Maíz: 4 a 5 gN/planta (el escenario que mayor oferta total exige por planta debido a la alta inmovilización de su rastrojo).
La densidad se ajustó al año y al ambiente
A partir de ese diagnóstico, Espósito propuso un modelo matemático para ajustar la densidad de plantas y los kilos de fertilizante a aplicar, tomando como referencia un peso promedio de 185 gramos de grano por planta. La herramienta permite adaptar los planteos a la expectativa hídrica de la campaña y al potencial del material genético.
En un año seco, las densidades pueden ubicarse entre 27.500 y 39.000 plantas por hectárea. En una campaña normal, el rango se mueve entre 43.200 y 51.350 plantas. En un escenario húmedo, el modelo permite explorar techos productivos, con densidades que llegan hasta 64.900 plantas por hectárea.
Para Espósito, ese modelo "permite optimizar la inversión en insumos y maximizar el rendimiento por planta sin comprometer la estabilidad del cultivo en los ambientes de la región".
El especialista también llamó la atención sobre nutrientes que suelen quedar relegados en las estrategias convencionales, como calcio, magnesio y boro. En el caso del boro, explicó que su deficiencia puede afectar el crecimiento de las raíces y limitar la absorción de agua, con un efecto sinérgico junto al fósforo.
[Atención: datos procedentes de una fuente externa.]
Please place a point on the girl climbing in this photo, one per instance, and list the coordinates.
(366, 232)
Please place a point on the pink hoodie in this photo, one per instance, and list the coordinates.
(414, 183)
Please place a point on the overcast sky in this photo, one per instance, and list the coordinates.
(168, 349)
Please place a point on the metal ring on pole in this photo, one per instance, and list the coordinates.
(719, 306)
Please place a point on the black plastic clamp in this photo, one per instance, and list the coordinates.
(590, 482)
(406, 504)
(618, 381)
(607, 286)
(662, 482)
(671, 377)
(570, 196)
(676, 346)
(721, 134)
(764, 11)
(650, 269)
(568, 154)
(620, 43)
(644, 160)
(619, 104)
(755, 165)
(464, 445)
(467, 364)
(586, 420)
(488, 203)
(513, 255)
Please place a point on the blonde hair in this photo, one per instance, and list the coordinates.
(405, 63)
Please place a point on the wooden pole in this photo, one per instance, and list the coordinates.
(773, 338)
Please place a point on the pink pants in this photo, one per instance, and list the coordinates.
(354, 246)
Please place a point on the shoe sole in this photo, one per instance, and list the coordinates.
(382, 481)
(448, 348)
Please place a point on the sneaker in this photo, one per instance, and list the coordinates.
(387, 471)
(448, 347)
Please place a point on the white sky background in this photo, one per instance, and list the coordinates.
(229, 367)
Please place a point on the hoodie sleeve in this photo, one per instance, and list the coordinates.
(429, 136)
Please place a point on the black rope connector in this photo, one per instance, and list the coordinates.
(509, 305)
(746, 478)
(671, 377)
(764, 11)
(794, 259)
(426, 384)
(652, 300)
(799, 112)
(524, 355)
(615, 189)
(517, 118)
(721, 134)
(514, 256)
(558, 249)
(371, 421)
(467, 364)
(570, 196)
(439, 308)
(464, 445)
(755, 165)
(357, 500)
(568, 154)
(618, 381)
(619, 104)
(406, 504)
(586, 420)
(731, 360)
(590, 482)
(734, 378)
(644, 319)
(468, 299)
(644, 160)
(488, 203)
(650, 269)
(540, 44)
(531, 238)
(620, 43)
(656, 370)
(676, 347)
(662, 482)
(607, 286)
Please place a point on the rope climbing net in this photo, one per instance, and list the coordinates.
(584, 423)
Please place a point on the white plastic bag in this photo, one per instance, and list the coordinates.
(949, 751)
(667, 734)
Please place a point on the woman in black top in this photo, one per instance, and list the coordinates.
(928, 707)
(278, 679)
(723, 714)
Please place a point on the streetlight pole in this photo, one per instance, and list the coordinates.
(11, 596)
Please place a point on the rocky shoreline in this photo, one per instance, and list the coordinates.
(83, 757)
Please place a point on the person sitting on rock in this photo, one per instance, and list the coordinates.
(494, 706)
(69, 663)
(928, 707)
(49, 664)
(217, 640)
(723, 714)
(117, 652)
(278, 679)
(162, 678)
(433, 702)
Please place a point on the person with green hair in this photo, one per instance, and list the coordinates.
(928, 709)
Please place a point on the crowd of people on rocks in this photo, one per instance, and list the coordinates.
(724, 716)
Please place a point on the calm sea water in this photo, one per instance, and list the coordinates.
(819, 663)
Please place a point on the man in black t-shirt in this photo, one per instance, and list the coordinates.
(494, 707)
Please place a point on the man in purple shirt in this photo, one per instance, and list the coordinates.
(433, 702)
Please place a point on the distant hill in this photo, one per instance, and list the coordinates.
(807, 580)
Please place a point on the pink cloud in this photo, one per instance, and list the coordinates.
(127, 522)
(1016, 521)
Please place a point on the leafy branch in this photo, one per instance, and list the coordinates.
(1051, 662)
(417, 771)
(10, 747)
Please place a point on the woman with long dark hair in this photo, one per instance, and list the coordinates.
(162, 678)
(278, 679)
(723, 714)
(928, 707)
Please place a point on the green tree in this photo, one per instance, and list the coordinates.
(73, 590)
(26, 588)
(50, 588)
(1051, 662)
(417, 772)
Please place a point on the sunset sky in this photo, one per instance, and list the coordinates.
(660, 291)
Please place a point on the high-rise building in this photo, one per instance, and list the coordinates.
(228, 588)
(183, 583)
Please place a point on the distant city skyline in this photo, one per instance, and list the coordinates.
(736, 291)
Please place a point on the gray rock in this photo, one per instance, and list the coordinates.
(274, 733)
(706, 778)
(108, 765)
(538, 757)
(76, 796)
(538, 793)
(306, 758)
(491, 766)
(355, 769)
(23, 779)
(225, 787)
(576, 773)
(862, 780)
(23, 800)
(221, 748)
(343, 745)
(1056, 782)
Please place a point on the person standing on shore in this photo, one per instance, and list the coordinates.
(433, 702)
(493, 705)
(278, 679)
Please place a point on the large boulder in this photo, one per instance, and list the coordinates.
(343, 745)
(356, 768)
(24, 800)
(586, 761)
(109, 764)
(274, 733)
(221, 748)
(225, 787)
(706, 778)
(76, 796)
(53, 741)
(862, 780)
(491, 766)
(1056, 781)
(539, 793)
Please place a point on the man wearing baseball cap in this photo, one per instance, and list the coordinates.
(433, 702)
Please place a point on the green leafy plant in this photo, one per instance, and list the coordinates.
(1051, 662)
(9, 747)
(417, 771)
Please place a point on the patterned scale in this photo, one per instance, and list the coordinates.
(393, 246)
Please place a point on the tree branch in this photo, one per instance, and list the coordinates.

En calcio y magnesio, remarcó que una correcta relación de bases es fundamental para sostener la estructura del suelo y evitar problemas de compactación.
De este modo, la estrategia planteada apunta a dejar atrás las recetas generales y avanzar hacia decisiones más precisas por ambiente. El objetivo es optimizar la inversión en insumos, maximizar el rendimiento por planta y sostener la estabilidad del cultivo.